The primary reason for using a post is to retain the core that substitutes the missing coronal tooth structure. Therefore, the post head design is an important factor.70 The post head should provide adequate retention and resistance to displacement of the core material. Studies30,71 have reported that prefabricated metal posts with direct cores made of glass ionomer, composite, or amalgam are less reliable than a one-piece cast post and core because of the interface between the post and the core. As the number of interfaces increase, the potential for failure also increases.72 Thayer73 has expressed concern that post and core separation is more likely to occur when composite is used as core material. In an effort to avoid this, posts with various head designs are available.
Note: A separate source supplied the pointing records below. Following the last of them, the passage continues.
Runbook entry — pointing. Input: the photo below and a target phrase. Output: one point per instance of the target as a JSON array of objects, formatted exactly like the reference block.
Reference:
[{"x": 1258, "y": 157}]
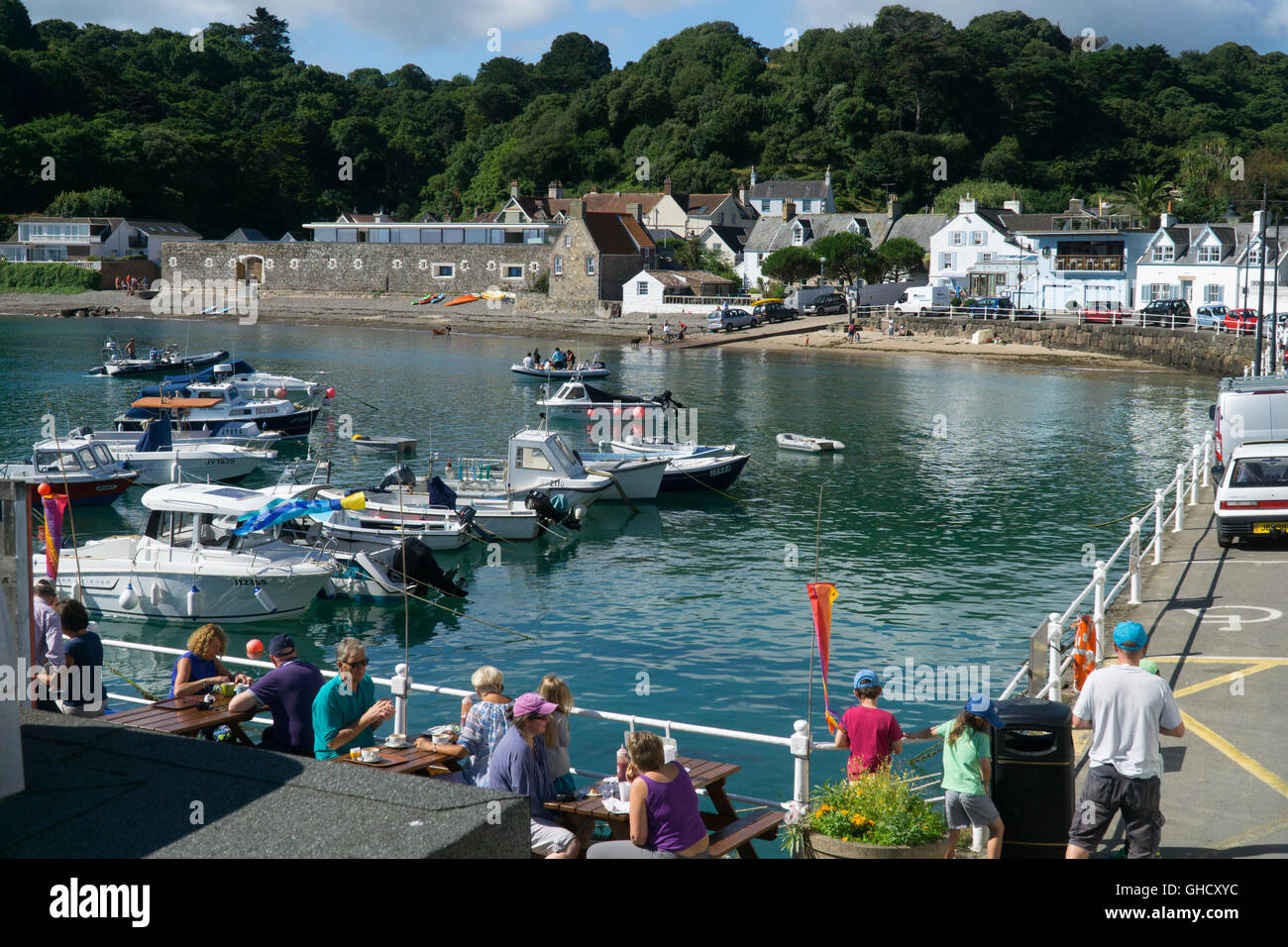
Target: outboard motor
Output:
[
  {"x": 413, "y": 562},
  {"x": 399, "y": 475},
  {"x": 548, "y": 512}
]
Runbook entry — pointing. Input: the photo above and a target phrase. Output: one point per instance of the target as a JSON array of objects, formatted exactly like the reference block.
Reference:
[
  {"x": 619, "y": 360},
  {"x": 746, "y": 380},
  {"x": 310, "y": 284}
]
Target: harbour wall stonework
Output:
[{"x": 1205, "y": 352}]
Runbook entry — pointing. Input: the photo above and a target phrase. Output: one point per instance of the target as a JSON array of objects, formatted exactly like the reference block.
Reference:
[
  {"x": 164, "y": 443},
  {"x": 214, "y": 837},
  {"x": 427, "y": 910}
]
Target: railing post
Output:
[
  {"x": 1054, "y": 633},
  {"x": 1133, "y": 560},
  {"x": 800, "y": 749},
  {"x": 1098, "y": 613},
  {"x": 1194, "y": 475},
  {"x": 1159, "y": 497}
]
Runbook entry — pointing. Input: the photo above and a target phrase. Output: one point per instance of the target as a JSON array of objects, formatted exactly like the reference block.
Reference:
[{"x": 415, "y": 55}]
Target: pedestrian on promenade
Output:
[
  {"x": 967, "y": 772},
  {"x": 871, "y": 733},
  {"x": 1126, "y": 707}
]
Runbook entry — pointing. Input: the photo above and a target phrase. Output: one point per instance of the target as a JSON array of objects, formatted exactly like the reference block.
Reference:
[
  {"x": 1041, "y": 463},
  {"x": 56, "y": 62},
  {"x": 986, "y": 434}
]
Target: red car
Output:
[{"x": 1240, "y": 321}]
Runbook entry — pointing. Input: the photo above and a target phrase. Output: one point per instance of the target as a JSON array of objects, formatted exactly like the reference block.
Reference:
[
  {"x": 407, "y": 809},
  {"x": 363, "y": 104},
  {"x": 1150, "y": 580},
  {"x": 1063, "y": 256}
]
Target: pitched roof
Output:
[{"x": 617, "y": 234}]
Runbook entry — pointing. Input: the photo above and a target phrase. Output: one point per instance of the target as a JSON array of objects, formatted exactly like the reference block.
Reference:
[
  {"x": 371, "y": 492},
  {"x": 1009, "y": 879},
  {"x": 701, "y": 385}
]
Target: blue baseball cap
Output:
[
  {"x": 980, "y": 705},
  {"x": 1129, "y": 635},
  {"x": 866, "y": 678}
]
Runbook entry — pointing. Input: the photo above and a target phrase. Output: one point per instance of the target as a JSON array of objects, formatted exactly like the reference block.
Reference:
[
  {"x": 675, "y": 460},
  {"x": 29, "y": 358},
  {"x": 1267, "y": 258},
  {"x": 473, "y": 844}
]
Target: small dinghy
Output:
[
  {"x": 807, "y": 445},
  {"x": 385, "y": 445}
]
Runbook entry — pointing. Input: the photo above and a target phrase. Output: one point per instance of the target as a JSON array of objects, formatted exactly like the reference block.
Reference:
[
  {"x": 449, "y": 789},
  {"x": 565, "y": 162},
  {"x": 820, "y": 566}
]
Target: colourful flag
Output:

Designs vary and include crenellated, flat, and spherical.74 Bonding techniques are advocated to reinforce the retention of the core.75 Some investigators74,75 have concluded that the post head design is crucial and that the lack of retentive features of the post head may reduce post to core retention.
BONDING ABILITY
RETRIEVABILITY
Cores may be bonded to the post and tooth structure so that the tooth-post-core-crown system may function as a unit which, as previously mentioned, may be difficult because of the difference in the physical properties of the materials and tooth structure. Of the cements available, zinc phosphate cement is the one that has been time tested. Newer adhesive resin luting agents are advocated for the luting of posts because they are reported to bond the post to the tooth structure in comparison to the traditional cements, which produce only frictional resistance.67 Moreover, a composite core material can also be bonded to the tooth structure and post with bonding agents.43
Ideally, the post system selected should be such that if the endodontic treatment fails or the post fractures, it is easy for the clinician to retrieve the post without substantial loss of tooth structure.71 Unfortunately, the retrievability of a metal post, especially the cast post and core system is difficult and involves removal of tooth structure around the post, which could further weaken the tooth. Carbon fiber posts have an advantage over metallic and ceramic posts in that the removal is relatively easy, rapid, and predictable.76 Post removal can be performed by means of conventional rotary instruments and solvents,76 which assist in the preservation of the residual dentin and minimize the chances of perforation.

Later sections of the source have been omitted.